Bertahun-tahun sudah berlalu, Dima Safitri masih berkecimpung dalam dunia HIV/Aids. Meski bukan pengidap, kepedulian yang dimilikinya itu telah mengantarkan Dima menjadi sahabat setia para pengidap HIV/Aids. Terkini, dia aktif mengadvokasi populasi kunci yang berusurusan dengan hukum.
Laporan : Gerard Soeharly
RADARDEPOK.COM, Aroma harum mulai tercium dari halaman warung kopi milik Dima Safitri di wilayah Kecamatan Cipayung, Kota Depok. Siang itu, dia kedatangan tamu spesial.
Sejumlah temannya mulai berkumpul dengan masing-masing gelas kopi dihadapannya. Mereka datang atas kepedulian yang sama yakni nasib pengidap HIV/Aids.
Setelah berjam-jam menikmati intrumen diskusi, mereka menjadi satu tubuh dalam Komunitas Dukungan Sebaya (KDS) Hitam Putih.
Berangkat darisitu, perlahan-lahan Dima mulai meraba dunia tersebut. Bahkan, embrio kepeduliannya telah melahirkan jiwa dan pengetahuan tentang pendampingan hukum terhadap Orang Dengan HIV (Odhiv) dan Orang Dengan Aids (Odha).
"Saya sekarang kegiatannya sebagai paralegal," ungkap dia kepada Radar Depok, Minggu (14/8).
Dia menceritakan, suka duka yang telah dilewatinya justru semakin membakar semangatnya dalam memperjuangkan hak-hak teman-teman sebaya atau mereka dengan status pengguna Napsa, PSP, LSL dan transgender.
Bekal tersebut diperolehnya dari Aksi Keadilan Indonesia (AKI) dan Womxns Voice. Kedua komunitas itu sejalan dengan hati nuraninya yaitu memperjuangkan hak dan keadilan bagi populasi kunci.
Dima menuturkan, paralegal merupakan seseorang yang mempunyai keterampilan hukum. Namun, ia bukan seorang Pengacara yang profesional dan bekerja di bawah bimbingan seorang Pengacara atau yang dinilai mempunyai kemampuan hukum untuk menggunakan keterampilannya.
Pada dasarnya, menurut Dima, paralegal bukanlah pekerjaan yang mudah untuk dijalani. Sebab, beberapa kliennya itu enggan untuk berbicara. Mereka takut akan dampak setelahnya.
"Orang berpikir ada kasus laporin, padahal enggak. Karena, latar belakang statusnya dia HIV kah atau PSP yang mengalami kekerasan dari pelanggannya kah itu kan bukan sesuatu hal yang mudah untuk dilaporkan atau diceritakan mereka," ujarnya.

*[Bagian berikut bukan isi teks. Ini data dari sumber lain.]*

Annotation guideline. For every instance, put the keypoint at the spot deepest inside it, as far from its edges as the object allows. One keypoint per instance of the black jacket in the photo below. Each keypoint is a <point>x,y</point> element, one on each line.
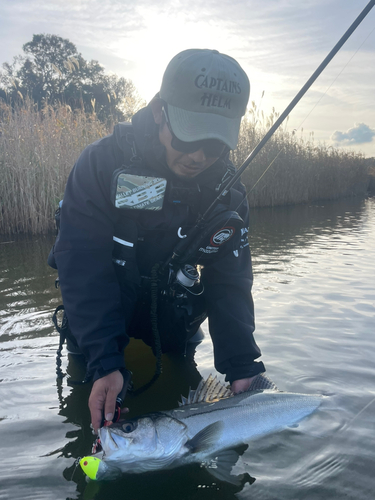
<point>98,311</point>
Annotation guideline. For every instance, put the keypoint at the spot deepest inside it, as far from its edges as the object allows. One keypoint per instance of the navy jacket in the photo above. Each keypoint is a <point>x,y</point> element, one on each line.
<point>98,310</point>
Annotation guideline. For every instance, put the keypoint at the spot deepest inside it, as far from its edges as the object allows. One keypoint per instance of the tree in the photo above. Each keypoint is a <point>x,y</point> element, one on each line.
<point>52,70</point>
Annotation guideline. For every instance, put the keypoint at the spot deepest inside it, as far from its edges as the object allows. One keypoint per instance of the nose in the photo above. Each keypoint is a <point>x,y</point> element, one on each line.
<point>198,156</point>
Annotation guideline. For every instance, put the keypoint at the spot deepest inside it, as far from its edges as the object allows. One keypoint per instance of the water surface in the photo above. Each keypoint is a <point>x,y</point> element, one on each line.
<point>314,295</point>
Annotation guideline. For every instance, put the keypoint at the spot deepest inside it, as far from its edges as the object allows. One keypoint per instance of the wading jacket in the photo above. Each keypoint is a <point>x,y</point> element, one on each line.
<point>99,310</point>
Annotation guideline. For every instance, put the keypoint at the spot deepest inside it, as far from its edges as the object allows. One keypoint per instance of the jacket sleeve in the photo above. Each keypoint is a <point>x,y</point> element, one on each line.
<point>230,309</point>
<point>83,253</point>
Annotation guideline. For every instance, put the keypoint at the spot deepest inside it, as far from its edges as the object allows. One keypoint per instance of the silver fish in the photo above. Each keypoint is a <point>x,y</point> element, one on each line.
<point>206,428</point>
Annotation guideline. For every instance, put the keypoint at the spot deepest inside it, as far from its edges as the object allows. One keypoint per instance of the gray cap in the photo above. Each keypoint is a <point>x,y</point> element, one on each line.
<point>207,94</point>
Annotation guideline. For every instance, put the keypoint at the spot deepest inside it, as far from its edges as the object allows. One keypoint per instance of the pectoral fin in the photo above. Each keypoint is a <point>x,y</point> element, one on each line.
<point>205,438</point>
<point>221,465</point>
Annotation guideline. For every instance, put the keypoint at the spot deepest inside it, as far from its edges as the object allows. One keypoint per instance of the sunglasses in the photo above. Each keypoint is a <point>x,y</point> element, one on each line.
<point>212,148</point>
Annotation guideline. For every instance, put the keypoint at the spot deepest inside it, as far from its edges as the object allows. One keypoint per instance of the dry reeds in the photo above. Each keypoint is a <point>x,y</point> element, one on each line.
<point>37,152</point>
<point>299,171</point>
<point>39,148</point>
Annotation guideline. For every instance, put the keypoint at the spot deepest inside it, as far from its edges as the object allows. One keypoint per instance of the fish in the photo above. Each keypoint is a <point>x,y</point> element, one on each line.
<point>206,428</point>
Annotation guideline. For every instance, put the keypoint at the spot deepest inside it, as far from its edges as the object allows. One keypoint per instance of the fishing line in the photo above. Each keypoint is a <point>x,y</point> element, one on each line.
<point>337,76</point>
<point>250,189</point>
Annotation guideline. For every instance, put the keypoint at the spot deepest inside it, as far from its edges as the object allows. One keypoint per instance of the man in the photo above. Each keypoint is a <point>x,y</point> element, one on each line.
<point>106,250</point>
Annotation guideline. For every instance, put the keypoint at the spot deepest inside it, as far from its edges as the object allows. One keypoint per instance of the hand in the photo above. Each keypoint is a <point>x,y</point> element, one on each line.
<point>103,398</point>
<point>241,385</point>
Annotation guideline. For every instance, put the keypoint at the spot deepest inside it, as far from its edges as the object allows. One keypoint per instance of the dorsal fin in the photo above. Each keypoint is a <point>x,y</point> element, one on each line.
<point>261,383</point>
<point>212,389</point>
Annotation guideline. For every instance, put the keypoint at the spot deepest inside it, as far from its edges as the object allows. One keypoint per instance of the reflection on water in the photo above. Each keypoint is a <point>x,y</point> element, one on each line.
<point>315,307</point>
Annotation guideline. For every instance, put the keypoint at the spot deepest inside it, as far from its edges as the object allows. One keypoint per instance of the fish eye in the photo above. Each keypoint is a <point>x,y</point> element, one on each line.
<point>129,427</point>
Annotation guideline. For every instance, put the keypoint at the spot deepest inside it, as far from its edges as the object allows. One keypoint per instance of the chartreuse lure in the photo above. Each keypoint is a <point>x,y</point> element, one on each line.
<point>90,466</point>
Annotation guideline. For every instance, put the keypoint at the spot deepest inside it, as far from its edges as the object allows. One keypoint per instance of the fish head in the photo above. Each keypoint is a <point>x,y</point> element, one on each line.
<point>129,439</point>
<point>131,442</point>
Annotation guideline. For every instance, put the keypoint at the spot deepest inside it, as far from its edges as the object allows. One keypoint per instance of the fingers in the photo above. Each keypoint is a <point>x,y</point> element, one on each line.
<point>102,399</point>
<point>241,385</point>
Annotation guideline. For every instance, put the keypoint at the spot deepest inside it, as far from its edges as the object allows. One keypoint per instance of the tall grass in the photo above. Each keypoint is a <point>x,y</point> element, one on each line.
<point>291,169</point>
<point>37,152</point>
<point>39,148</point>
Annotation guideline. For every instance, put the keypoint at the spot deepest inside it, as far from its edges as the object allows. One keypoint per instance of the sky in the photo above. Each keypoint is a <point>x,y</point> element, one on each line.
<point>279,43</point>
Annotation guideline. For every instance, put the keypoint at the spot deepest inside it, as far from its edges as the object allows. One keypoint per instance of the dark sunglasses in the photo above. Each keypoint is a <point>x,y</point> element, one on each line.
<point>212,148</point>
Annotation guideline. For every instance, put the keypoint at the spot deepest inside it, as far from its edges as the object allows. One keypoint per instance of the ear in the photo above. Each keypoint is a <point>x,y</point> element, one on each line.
<point>156,107</point>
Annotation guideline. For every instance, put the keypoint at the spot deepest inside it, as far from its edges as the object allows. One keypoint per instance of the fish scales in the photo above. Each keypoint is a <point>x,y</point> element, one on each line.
<point>211,419</point>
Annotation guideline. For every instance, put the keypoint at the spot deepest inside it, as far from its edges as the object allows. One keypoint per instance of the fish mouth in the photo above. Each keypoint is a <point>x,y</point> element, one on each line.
<point>106,438</point>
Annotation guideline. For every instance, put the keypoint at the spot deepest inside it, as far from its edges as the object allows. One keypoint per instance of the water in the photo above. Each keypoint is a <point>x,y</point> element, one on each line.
<point>315,306</point>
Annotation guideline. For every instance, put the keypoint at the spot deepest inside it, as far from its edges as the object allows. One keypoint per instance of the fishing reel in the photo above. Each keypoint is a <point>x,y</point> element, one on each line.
<point>185,280</point>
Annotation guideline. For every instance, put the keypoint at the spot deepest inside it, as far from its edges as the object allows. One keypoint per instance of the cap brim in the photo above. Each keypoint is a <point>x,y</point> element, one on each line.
<point>190,126</point>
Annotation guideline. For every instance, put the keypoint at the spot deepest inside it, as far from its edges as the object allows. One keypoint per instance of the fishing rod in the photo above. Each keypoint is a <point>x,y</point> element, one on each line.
<point>184,244</point>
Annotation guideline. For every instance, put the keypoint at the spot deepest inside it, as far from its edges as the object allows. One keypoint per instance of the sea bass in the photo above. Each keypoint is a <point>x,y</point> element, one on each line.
<point>206,428</point>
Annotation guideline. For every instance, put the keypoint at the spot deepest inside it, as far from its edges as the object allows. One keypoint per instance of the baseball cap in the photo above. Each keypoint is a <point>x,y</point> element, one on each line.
<point>207,93</point>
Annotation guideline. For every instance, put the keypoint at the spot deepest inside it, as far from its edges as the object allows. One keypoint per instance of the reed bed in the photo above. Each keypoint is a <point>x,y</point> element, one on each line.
<point>39,148</point>
<point>37,152</point>
<point>291,169</point>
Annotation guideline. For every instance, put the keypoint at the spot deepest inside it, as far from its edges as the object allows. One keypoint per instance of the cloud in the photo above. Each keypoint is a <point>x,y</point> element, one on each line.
<point>359,134</point>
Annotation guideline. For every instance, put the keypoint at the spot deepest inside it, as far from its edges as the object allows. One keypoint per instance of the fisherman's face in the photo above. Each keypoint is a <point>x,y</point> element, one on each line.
<point>185,165</point>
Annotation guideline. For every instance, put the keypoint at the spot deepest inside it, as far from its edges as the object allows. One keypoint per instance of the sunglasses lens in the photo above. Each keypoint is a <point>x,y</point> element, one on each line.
<point>212,148</point>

Baru-baru ini, Dima mengakui, sempat mendampingi salah satu korban KDRT. Dalam kasus tersebut, dia menawarkan sejumlah opsi. Misalnya, pendampingan hukum atau mediasi. Sebab, dalam contoh kasus itu perceraian bukanlah satu-satunya pilihan.
"Ditawarkan apakah mau diselesaikan secara hukum, kalau mau itu ada syaratnya dan ketentuannya apa aja yang harus dipenuhi. Kalau konseling psikolgis lebih untuk mencegah terjadinya lagi KDRT, apa dimediasi istri dan suami, lalu dikonseling akan digalli inti masalahnya," paparnya.
Contoh lainnya, ungkap dia, ada pengguna Napsa yang tertangkap. Kemudian, dibawa ke tempat rehab dan mendapatkan kekerasan. Pada saat itu, peran Dima sangat dirasakan oleh pengguna Napsa tersebut.
"Nah, sebagai paralegal menindaklanjuti kasusnya bersama pengacara tentunya tidak bertindak sendiri, tapi semua tindakan dikonsultasikan dulu pada penasehat hukum yang memberikan langkah yang harus dilakukan sesuai prosedur hukum," tandas Dima. (Bersambung)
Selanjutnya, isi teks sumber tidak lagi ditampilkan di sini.